Ahead of the Oregon Legislature session, State Rep. Sherrie Sprenger (R-Scio) introduced a drafted bill which would double the penalties for rioters with partially or concealed faces, according to Willamette Week. Currently, rioting, a Class C felony, is punishable by upwards of five years and a fine of $125,000. If the new law passed, both of those numbers would double. Former Portland Police Chief Danielle Outlaw suggested that masks should be banned in protests in July 2019, after the previous weekend’s protests.
Pembina, a Canadian energy company, has withdrawn its application for a state permit for the Jordan Cove Project, a $10 billion natural gas pipeline and export center.
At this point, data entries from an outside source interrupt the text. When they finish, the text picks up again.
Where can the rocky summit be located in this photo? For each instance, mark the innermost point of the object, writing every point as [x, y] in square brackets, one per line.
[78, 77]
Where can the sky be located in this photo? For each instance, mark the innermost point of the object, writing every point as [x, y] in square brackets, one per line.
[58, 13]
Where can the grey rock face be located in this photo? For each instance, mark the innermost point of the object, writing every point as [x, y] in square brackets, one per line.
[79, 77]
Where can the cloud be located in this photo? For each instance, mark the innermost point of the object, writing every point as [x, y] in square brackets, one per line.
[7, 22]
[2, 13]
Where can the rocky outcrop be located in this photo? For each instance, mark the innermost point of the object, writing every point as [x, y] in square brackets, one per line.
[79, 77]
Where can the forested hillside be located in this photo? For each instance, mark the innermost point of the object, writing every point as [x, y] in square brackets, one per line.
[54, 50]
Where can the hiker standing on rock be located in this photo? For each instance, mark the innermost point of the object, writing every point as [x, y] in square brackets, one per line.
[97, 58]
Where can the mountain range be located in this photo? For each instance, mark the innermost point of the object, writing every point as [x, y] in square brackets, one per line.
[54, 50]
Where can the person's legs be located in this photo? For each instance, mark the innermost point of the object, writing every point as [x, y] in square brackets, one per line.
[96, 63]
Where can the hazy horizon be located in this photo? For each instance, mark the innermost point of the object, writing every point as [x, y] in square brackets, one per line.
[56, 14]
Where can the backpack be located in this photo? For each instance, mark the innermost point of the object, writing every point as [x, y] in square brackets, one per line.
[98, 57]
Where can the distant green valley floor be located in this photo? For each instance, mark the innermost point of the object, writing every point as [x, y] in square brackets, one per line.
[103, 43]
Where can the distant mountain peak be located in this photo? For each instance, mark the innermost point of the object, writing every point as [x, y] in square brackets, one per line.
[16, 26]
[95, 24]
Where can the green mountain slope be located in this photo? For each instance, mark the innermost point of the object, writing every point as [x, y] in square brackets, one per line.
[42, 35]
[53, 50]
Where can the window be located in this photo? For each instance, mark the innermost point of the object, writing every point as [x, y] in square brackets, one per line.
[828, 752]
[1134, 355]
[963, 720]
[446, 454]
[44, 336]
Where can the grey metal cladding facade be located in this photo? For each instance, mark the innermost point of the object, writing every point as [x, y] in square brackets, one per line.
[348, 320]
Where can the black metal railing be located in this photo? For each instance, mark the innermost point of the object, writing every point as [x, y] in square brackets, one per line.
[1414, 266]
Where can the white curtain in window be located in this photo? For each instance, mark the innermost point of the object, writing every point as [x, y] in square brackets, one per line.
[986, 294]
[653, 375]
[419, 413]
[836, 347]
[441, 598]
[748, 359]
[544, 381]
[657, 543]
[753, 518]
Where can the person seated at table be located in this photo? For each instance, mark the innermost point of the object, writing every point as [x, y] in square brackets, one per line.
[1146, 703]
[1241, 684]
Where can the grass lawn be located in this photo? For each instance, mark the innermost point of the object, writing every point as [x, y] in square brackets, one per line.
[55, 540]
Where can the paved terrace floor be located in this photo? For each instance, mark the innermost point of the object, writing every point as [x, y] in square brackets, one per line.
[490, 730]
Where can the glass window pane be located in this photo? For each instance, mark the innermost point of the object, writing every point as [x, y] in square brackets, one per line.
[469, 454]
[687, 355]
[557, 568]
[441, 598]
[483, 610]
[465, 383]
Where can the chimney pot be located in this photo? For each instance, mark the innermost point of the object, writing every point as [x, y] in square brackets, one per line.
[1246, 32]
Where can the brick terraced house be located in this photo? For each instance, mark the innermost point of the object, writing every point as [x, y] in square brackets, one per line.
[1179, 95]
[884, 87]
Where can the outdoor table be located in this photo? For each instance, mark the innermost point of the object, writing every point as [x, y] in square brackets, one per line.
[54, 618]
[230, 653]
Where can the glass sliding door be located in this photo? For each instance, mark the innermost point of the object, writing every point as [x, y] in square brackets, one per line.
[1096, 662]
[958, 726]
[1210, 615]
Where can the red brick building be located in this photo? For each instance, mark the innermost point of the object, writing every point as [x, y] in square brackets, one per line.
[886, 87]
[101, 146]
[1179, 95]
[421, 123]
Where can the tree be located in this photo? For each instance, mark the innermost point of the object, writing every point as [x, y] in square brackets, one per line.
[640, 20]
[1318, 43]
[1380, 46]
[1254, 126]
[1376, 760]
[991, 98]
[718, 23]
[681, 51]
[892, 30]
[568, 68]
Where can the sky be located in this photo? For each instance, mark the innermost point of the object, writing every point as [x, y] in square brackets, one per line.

The permit was originally filed in November 2017 but has since received multiple extended deadlines for the Oregon Department of State Lands to make a decision regarding the permit. With a deadline set for Jan. 31, the company filed for an additional two month extension on Jan. 14, which was rejected, according to Willamette Week. The company project is turning instead to a broader application from the Federal Energy Regulatory Commission, according to AP News.
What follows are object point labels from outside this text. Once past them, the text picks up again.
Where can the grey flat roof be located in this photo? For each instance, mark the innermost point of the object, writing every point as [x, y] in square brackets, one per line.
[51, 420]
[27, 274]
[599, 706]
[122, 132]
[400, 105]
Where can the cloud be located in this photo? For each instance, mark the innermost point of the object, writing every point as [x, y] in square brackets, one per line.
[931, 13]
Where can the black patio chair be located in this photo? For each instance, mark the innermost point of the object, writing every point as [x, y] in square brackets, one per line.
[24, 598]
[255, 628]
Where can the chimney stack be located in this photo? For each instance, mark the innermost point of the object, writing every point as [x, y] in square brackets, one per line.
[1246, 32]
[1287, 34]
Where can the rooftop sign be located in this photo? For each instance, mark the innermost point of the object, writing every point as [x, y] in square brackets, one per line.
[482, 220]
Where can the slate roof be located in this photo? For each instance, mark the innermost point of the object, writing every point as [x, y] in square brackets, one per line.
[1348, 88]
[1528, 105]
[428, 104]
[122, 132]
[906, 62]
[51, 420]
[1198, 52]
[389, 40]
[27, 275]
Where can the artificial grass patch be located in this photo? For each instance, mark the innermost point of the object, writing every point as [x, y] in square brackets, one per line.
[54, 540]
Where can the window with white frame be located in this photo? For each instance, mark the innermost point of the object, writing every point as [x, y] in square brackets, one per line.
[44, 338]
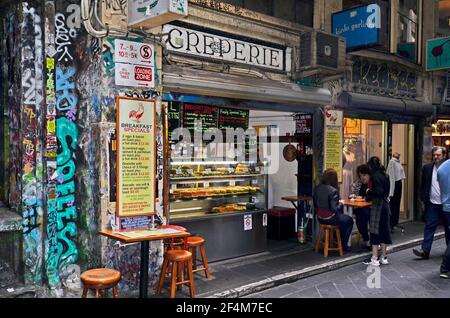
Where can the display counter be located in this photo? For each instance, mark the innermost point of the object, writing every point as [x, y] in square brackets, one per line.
[224, 202]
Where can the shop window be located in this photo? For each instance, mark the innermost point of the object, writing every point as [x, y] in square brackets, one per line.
[408, 29]
[444, 18]
[297, 11]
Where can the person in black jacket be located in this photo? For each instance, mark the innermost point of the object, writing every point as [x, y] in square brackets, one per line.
[328, 208]
[378, 193]
[362, 215]
[431, 197]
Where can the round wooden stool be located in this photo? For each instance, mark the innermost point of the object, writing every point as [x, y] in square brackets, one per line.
[329, 239]
[100, 279]
[173, 243]
[178, 258]
[193, 243]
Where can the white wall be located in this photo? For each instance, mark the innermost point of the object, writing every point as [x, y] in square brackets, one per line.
[283, 182]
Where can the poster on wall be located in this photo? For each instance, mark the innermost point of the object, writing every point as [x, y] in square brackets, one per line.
[427, 145]
[333, 141]
[136, 153]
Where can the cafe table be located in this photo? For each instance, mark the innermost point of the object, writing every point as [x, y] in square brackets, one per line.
[349, 205]
[144, 237]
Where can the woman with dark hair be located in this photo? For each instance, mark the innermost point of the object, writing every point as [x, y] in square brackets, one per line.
[328, 208]
[362, 215]
[378, 193]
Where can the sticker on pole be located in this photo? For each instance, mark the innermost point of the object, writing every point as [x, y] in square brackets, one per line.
[247, 222]
[134, 75]
[133, 52]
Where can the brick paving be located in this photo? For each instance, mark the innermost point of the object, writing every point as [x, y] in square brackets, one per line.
[405, 277]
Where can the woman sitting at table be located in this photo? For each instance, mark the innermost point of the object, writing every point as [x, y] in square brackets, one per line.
[362, 215]
[328, 208]
[378, 193]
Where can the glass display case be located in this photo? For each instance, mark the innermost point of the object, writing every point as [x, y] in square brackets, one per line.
[212, 188]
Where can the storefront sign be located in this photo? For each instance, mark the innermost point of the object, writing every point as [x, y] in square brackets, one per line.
[360, 26]
[133, 52]
[193, 42]
[230, 118]
[206, 115]
[438, 54]
[136, 153]
[134, 75]
[132, 223]
[333, 141]
[134, 64]
[247, 222]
Oregon’s overall graduation rate for high school seniors reached 80% in 2019, which is the highest the state has seen since it started keeping tighter records, according to OPB. Every student group received at least a one percent increase since 2018, according to The Oregonian, with the highest increases for students with disabilities by 3%, and 2% for low income students. Oregon’s graduation rate has consistently been one of the worst in the country, ranking No. 48 in 2018 at 78.7%.
After a unanimous vote by Multnomah County Commissioners, Akasha Lawrence Spence was sworn in as the newest member of Oregon’s House of Representatives. Lawrence Spence represents House District 36, representing a disrict that encompases downtown Portland and parts of the city’s west hills, which was left empty after former Rep. Jennifer Williamson resigned to run for Oregon secretary of state, according to Oregon Public Broadcasting. According to The Oregonian, Lawrence Spence was chosen partially because she agreed not to run for the seat, which faces a heavy contest in the next election.